Только представив себе это, я застонал.

– Возьми контроль на себя.

– О боже…

– Сделай то, что не делает он.

Я хотел. Я правда очень хотел.

– Трахни меня, – сказал он, и мне в плечи больно впились его пальцы.

– Джеред…

Ну же!

Где-то глубоко во мне словно щелкнул переключатель. Джаред был прав. Я не хотел пассивно лежать под ним. Не сегодня.

Я схватил его в охапку и, перевернув нас, подмял под себя, а он закрыл глаза и со стоном выгнулся подо мной. Я и забыл обо всех преимуществах этой позы. Она позволяла видеть его лицо. Позволяла ласкать его, пока я в него вторгался. И, как он и сказал, я мог быть по-настоящему агрессивным. Я не вполне помнил, почему обычно с такой неохотой отдавал ему подчиненную роль, но внезапно это стало совершенно неважно. Я отбросил все мысли, и мне стало легко. Стало облегчением вторгаться в него быстрее и резче, чем прежде.

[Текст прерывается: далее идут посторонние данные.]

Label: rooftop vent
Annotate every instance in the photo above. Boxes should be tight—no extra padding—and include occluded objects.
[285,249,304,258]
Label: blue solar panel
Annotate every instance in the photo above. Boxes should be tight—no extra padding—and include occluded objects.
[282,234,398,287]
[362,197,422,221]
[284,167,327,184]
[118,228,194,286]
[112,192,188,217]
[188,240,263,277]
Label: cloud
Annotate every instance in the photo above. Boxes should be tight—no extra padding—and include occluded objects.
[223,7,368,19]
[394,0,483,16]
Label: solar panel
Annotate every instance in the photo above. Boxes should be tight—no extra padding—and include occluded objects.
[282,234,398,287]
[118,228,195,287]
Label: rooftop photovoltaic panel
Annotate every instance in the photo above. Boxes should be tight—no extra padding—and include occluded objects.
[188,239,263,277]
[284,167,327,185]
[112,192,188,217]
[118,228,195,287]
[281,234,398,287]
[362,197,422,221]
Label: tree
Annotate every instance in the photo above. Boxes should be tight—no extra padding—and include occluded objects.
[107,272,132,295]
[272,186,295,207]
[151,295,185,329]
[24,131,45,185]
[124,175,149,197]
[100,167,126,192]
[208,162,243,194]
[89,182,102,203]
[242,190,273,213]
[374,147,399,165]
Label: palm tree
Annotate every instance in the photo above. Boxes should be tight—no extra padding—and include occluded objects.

Он оттолкнул мою руку от своего члена и начал ласкать себя. Я не мешал ему. Вбиваясь в него, я захватил его волосы в горсть, потом потянул за них – сильней, чем обычно, так сильно, что он застонал не только от удовольствия, но и от боли – и, трахая его все сильней, атаковал его шею. Я не был уверен, правильно ли перегонять свою ревность и злость в занятие сексом, но все равно это делал. Джаред сказал, что он мой, и рациональной частью своего разума я понимал, что он прав. Но мне хотелось доказать это. Пометить его. Предъявить на него права самым что ни на есть первобытным способом.

Я почувствовал, как мне в спину впились его ногти, а зубы вонзились в плечо. Потом услышал хриплый вскрик около уха и ощутил, как он содрогается подо мной. Это толкнуло меня за край, и я излился в него, обнимая, вторгаясь в него на макмимальную глубину, и, делая это, обнаружил, что думаю об одном: о том, что он принадлежит только мне, и никто его у меня не отнимет.

Позже, когда я крепко обнял его, и мы восстановили дыхание, он сказал:

– Вот, что я хочу, чтобы ты запомнил, Мэтт. Каждый раз, когда ты начнешь ревновать и тебе захочется ударить его, я хочу чтобы ты вспоминал этот момент. А потом, когда мы будем возвращаться к себе, ты можешь швырять меня на кровать и повторять все, что ты только что сделал. Лишь бы только ты помнил, что ты – единственный, кого я люблю.

Я вздохнул и обнял его покрепче. Признавать не хотелось, но моя ярость иссякла, а ревность, пока мы лежали в посторгазмической неге, утратила силу.

– Манипулятор чертов, – пробурчал я, поцеловав его в шею, и он рассмеялся.

– Учился у лучших. – Он перевернул нас обратно, оседлал мои бедра и сверху вниз улыбнулся мне. – Ты еще сердишься?

– Нет.

– Хорошо, – сказал он, – потому что это было по-настоящему круто.

– Я не сделал тебе больно?

– Сделал, – ответил он, но улыбаясь от уха до уха, и я понял, что это не жалоба.

Я дотянулся до его волос и ухватился за них, а он позволил мне притянуть себя вниз и поцеловал меня.

– Ну все, теперь мне хочется, чтобы ты всю поездку заставлял меня ревновать.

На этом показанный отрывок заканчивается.